Wednesday, July 9, 2014

Giving Generously III

Why is giving such a difficult and sometimes uncomfortable topic? I have already shared part of this discussion in yesterday's post (see Giving Generously II). To be clear, I am certainty not perfect when it comes to giving. I could likely do more than I have, but at the same time, I do make an effort. Does the money that I give to church and charity cause me to have to tighten my belt, to go without, to sacrifice any part of my way of life? No, not in any way. Does that mean that I am not being generous with my money? Honestly, I am not sure, but I do know that I don't feel guilty about not doing more. One thing is for certain when it comes to my giving, namely, it is my business what I give. When I give I do not do it for the approval of others.

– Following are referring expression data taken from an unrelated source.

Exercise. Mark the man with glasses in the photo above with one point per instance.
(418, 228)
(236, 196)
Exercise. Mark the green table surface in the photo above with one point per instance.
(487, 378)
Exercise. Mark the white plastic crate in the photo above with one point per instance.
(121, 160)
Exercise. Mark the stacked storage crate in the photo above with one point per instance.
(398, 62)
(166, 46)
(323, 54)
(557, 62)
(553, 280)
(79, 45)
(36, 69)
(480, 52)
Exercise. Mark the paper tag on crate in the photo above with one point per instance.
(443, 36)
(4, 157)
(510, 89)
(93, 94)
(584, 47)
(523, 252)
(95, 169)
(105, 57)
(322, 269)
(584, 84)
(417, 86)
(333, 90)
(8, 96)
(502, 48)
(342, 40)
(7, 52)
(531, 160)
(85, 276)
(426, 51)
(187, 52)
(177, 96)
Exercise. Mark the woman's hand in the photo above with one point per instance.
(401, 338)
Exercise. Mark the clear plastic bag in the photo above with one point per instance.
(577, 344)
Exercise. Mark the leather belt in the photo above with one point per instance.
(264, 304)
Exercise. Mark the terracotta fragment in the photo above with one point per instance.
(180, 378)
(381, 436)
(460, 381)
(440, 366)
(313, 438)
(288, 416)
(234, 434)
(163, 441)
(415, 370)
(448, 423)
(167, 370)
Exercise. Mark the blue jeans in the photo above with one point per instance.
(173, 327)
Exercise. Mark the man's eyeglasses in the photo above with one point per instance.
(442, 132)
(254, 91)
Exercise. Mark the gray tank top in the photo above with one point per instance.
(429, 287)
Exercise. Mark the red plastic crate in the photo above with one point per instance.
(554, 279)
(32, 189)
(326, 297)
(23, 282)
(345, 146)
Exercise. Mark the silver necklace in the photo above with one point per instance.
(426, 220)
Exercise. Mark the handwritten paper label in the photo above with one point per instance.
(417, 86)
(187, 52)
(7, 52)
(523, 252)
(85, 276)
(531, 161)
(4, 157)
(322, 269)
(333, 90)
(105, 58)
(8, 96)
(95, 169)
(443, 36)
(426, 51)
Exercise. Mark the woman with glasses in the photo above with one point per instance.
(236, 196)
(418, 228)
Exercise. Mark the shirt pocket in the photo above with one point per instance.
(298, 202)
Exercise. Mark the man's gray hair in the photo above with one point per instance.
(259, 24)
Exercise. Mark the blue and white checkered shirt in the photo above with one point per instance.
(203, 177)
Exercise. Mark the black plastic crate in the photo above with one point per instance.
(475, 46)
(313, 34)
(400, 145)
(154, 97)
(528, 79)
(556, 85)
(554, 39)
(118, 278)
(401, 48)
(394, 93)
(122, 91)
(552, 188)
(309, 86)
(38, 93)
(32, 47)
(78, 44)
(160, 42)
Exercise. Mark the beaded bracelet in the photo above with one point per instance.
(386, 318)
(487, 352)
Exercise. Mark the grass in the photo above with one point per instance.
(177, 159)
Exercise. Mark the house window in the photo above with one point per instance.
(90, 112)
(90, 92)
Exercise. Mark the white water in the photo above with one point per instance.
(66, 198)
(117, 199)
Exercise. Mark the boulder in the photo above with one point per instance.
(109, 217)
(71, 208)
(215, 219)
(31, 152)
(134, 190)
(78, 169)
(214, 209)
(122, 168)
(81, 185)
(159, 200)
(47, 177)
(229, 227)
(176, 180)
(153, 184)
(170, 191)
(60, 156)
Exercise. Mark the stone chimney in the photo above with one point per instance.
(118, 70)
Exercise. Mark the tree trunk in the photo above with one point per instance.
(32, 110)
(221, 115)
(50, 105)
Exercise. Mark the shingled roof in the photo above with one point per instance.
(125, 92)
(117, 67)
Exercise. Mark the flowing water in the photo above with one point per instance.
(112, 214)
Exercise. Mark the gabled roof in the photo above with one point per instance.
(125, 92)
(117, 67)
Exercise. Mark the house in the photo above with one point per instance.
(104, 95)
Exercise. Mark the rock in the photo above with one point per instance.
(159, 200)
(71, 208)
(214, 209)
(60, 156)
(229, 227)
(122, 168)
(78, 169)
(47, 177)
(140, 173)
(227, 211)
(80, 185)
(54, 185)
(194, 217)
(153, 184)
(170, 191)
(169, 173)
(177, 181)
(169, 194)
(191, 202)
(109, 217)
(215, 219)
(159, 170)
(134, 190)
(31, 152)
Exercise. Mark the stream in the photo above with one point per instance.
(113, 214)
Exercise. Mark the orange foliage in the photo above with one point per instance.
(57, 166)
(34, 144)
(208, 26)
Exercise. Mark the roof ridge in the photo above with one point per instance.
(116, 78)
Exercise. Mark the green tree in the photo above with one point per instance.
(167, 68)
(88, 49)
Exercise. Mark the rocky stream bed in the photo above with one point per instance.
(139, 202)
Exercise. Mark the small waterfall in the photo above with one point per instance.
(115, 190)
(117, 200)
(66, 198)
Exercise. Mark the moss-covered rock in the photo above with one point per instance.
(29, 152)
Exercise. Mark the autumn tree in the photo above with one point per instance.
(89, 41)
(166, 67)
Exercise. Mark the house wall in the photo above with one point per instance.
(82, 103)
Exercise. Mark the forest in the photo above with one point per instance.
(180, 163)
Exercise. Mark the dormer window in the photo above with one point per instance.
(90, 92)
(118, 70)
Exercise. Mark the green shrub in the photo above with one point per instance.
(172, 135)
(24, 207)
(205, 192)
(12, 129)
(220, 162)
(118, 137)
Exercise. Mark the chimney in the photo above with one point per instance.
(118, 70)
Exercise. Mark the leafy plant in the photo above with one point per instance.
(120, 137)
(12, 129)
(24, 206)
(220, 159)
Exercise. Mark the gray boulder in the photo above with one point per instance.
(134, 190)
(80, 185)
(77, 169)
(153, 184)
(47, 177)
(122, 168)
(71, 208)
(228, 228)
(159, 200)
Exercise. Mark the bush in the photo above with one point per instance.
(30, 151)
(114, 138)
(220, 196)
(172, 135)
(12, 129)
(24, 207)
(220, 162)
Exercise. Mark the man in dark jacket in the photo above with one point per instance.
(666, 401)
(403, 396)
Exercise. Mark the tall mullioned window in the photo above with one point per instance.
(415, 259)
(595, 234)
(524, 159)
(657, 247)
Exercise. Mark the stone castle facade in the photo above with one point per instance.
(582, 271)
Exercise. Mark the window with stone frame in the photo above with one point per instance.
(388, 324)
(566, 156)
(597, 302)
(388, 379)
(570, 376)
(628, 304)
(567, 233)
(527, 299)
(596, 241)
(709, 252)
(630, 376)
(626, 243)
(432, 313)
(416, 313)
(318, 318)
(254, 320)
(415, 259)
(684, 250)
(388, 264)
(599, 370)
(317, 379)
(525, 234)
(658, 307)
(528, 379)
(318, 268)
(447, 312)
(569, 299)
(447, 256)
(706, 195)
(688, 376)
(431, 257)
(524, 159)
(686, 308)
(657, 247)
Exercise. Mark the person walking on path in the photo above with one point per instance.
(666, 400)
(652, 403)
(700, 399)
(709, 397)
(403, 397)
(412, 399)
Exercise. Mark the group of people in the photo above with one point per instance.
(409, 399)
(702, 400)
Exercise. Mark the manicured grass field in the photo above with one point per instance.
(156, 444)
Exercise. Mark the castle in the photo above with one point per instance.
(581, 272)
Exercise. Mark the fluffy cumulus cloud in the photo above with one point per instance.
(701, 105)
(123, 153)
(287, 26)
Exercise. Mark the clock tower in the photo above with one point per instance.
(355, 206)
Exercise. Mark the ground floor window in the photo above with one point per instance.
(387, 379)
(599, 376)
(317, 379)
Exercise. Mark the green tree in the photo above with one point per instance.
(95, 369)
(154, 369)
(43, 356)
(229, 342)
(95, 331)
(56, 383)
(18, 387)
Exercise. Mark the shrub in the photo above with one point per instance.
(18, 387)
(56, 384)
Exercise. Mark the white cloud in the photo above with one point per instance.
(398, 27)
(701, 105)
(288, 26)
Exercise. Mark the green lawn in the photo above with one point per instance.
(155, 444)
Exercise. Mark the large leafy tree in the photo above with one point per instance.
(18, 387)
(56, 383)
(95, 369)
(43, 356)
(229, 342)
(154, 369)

I was thinking about the notion of generous giving when I stumbled upon the following bit in the book Alvin Journeyman by Orson Scott Card:

He could afford to be generous, since he didn't have to pay for it himself. Most virtues were like that. People could take pride in how virtuous they were, but the fact was that as soon as virtue got expensive or inconvenient, it was amazing how fast it gave way to practical concerns.

In that sense, I have indeed learned that what I do give is a priority to me. If I were to suffer a financial set back of some sort, my giving would not be the first thing that I cut back on. That is something that I have come face to face with on occasion when times have gotten tight. Plus I have learned to be sensitive to urgings from the Holy Spirit when I believe I am being called upon
to increase my giving. Through it all, I let the words of 2 Corinthians 9:7 be my guide:

Each one must give as he has decided in his heart, not reluctantly or under compulsion, for God loves a cheerful giver.

That is the spirit behind giving generously.